Chancellor of the University Sir Richard Lambert made a rare appearance on campus last Tuesday to join former Labour MP and socialist activist Tony Benn in a discussion on potential industrial unrest this autumn.

Organised to celebrate the re-opening of Warwick’s Modern Records Centre, the conversation was chaired by Rodney Bickerstaffe, former chair of the public sector union UNISON. The question put to the two panellists was a relevant one: in the light of the recent ‘occupy’ movement, the student protests on 9 November and the planned trade union strikes at the end of the month, is there a possibility of a 1970’s-style ‘Autumn of Discontent?’

Lambert, a former Editor of the Financial Times and one-time head of the Confederation of British Industry, dismissed the possibility of a series of union-led strikes. But Benn was quick to warn him of the strength and depth of public anger. The two seemed united on the idea that if there is to be an autumn of discontent, it could be led by the so-called ‘occupy’ protesters – a “Winter of Discount Tents”, as Bickerstaffe observed.

The conversation soon moved onto broader questions about Britain’s economic future and what the role of the state should be in the economy which emerges from the current crisis. Lambert was keen to envisage a role for the state in the future. The last system, he argued, had seen the financial markets “screwing up”; it would be up to students like those at Warwick to sort the “catastrophe” of the 2007 market crash and to prevent future market failures like climate change. This, he said, would involve a strong and active government in a system led by the markets. Benn, on the other hand, advocated a planned economy.

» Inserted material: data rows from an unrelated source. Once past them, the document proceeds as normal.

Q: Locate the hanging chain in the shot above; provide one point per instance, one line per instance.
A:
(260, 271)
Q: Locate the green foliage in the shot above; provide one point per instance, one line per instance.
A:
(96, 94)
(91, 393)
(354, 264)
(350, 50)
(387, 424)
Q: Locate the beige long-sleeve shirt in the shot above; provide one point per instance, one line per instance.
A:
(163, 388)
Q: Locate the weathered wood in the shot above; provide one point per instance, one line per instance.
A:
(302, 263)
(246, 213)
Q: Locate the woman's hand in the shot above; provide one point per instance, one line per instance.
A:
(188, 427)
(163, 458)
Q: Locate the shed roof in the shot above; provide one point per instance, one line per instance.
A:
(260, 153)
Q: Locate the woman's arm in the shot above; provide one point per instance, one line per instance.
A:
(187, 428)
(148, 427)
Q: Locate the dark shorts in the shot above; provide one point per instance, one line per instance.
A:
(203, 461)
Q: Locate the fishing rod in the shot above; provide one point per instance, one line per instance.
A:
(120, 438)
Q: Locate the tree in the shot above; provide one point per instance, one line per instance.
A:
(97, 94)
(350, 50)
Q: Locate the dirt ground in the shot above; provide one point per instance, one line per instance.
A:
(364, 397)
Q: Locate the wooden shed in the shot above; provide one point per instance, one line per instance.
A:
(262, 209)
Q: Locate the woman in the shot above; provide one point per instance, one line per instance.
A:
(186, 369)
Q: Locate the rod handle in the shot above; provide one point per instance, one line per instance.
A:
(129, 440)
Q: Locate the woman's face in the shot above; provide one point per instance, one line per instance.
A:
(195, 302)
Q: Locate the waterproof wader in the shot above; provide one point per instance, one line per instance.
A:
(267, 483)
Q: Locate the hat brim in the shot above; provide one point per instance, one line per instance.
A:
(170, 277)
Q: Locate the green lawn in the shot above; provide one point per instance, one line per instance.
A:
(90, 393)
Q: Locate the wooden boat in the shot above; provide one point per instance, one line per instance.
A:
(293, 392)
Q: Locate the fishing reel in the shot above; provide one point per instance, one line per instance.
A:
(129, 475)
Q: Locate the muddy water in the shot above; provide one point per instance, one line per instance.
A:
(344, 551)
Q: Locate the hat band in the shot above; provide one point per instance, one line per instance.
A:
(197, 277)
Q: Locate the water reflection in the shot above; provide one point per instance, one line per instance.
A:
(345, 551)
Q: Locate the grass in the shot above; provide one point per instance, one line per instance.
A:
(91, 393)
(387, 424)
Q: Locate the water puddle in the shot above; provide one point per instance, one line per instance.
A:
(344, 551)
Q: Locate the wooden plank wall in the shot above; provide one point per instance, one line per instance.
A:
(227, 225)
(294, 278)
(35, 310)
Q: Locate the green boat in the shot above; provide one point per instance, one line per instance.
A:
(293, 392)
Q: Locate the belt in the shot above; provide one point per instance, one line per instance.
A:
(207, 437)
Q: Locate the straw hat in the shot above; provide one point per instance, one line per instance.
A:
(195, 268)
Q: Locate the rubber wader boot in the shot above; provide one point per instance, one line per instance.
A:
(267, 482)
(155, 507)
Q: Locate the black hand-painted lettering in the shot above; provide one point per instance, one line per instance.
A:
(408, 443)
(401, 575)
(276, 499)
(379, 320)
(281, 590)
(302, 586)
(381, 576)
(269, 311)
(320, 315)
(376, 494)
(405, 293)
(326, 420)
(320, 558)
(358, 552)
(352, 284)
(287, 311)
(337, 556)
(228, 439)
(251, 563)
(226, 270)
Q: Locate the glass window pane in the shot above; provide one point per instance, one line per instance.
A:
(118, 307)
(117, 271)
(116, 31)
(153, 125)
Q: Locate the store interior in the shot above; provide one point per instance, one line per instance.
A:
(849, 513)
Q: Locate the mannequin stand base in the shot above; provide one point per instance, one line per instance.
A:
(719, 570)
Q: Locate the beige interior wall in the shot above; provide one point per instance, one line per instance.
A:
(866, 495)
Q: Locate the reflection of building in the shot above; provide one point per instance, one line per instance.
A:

He argued forcefully that the British economy has long been too dependent on finance, and that we must return to manufacturing industries in order to build a more stable system.

When asked what advice Benn would give to Warwick students for the future, he replied: “You must always fight for what you believe,” he explained. “At first they’ll think you’re mad, and then they’ll think you’re angry, but sooner or later they might just start listening to you.”